Richtlijn 85/374/EEG betreffende de onderlinge aanpassing van de wettelijke en bestuursrechtelijke bepalingen der Lid-Staten inzake de aansprakelijkheid voor produkten met gebreken
Artikel 15
Geldend
Geldend van 04-06-1999 tot 09-12-2026
- Bronpublicatie:
10-05-1999, PbEG 1999, L 141 (uitgifte: 01-01-1999, regelingnummer: 1999/34/EG)
- Inwerkingtreding
04-06-1999
- Bronpublicatie inwerkingtreding:
10-05-1999, PbEG 1999, L 141 (uitgifte: 01-01-1999, regelingnummer: 1999/34/EG)
- Vakgebied(en)
EU-recht / Bijzondere onderwerpen
Vervoersrecht / Algemeen
1.
Elke Lid-Staat kan:
- a)
vervallen;
- b)
in afwijking van artikel 7, sub e), in zijn wetgeving de bepaling handhaven of, met inachtneming van de in lid 2 beschreven procedure, bepalen dat de producent ook aansprakelijk is als hij bewijst dat het op grond van de stand van de wetenschappelijke en technische kennis op het tijdstip waarop hij het produkt in het verkeer bracht, onmogelijk was het bestaan van het gebrek te ontdekken.
2.
De Lid-Staat die de in lid 1, sub b), bedoelde maatregel wil invoeren deelt de Commissie de tekst van de voorgenomen maatregel mee; de Commissie stelt de andere Lid-Staten ervan in kennis.
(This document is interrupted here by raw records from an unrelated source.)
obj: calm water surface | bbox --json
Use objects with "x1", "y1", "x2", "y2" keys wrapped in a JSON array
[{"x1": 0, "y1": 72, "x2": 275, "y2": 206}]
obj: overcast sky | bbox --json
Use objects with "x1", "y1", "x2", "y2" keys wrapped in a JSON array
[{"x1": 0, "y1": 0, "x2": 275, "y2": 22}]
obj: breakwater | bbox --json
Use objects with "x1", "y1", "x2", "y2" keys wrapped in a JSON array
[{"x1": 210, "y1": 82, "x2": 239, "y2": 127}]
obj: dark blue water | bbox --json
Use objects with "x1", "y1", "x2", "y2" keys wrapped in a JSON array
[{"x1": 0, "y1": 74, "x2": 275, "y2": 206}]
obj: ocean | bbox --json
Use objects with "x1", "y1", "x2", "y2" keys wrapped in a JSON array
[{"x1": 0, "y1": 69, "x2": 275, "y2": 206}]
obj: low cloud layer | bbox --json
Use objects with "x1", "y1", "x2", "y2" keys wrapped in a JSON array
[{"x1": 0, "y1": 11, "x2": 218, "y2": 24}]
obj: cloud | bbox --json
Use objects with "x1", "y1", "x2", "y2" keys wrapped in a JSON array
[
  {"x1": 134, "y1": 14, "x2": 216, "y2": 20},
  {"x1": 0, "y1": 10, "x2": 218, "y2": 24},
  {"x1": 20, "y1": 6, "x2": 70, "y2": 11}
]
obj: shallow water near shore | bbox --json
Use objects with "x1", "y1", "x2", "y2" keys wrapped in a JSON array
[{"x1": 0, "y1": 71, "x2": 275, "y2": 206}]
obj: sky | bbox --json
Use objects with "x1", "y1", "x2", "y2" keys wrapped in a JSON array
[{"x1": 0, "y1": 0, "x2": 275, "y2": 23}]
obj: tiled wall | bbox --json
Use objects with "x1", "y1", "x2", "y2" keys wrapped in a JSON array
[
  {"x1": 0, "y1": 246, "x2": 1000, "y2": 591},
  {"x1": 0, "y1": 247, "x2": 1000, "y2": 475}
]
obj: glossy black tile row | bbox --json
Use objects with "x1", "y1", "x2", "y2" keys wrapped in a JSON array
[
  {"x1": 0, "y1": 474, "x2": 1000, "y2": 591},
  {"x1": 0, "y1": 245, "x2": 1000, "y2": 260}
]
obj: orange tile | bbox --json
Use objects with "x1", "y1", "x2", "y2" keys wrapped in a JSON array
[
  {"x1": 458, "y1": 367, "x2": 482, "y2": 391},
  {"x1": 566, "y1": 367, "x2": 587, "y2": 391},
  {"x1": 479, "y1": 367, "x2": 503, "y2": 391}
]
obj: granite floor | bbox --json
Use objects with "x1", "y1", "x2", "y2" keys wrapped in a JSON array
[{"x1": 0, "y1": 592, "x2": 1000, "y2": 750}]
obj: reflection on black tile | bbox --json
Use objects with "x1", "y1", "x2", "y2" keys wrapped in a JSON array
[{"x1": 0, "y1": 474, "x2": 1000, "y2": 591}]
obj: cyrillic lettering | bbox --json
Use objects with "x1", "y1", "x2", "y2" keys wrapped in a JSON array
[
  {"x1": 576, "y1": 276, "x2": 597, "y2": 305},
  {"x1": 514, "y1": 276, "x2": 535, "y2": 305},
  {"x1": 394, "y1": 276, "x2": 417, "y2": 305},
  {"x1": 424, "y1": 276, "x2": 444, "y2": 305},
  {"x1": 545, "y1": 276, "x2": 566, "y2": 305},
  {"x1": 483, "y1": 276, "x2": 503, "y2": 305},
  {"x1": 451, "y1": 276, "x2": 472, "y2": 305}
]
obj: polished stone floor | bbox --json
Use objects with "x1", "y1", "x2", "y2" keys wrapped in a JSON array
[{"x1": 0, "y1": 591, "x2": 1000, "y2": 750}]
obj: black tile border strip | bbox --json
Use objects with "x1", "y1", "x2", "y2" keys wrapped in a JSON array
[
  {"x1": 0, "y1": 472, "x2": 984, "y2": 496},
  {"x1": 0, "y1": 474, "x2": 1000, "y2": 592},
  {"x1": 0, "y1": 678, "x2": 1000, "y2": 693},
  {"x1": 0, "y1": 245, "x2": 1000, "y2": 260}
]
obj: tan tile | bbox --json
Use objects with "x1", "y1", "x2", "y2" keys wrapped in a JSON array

De betrokken Lid-Staat stelt de voorgenomen maatregel uit gedurende een termijn van negen maanden te rekenen vanaf de kennisgeving van de Commissie, mits de Commissie niet inmiddels met betrekking tot de bewuste aangelegenheid aan de Raad een voorstel tot wijziging van deze richtlijn heeft voorgelegd. Indien de Commissie echter niet binnen een termijn van drie maanden te rekenen vanaf de ontvangst van bedoelde kennisgeving, aan de betrokken Lid-Staat haar voornemen kenbaar maakt om een dergelijk voorstel bij de Raad in te dienen, kan de voorgenomen maatregel door de Lid-Staat onmiddellijk worden getroffen.
Indien de Commissie binnen de bovengenoemde termijn van negen maanden een dergelijk voorstel tot wijziging van deze richtlijn bij de Raad indient, stelt de betrokken Lid-Staat de voorgenomen maatregel uit gedurende een nieuwe termijn van achttien maanden te rekenen vanaf de indiening van dat voorstel.
3.
Tien jaar na de datum van kennisgeving van deze richtlijn legt de Commissie aan de Raad een verslag voor over de gevolgen van de toepassing door de rechtbanken van artikel 7, sub e), en van lid 1, sub b), van dit artikel voor de bescherming van de consument en de werking van de gemeenschappelijke markt. In het licht van dat verslag besluit de Raad overeenkomstig artikel 100 van het Verdrag op voorstel van de Commissie of artikel 7, sub e), moet vervallen.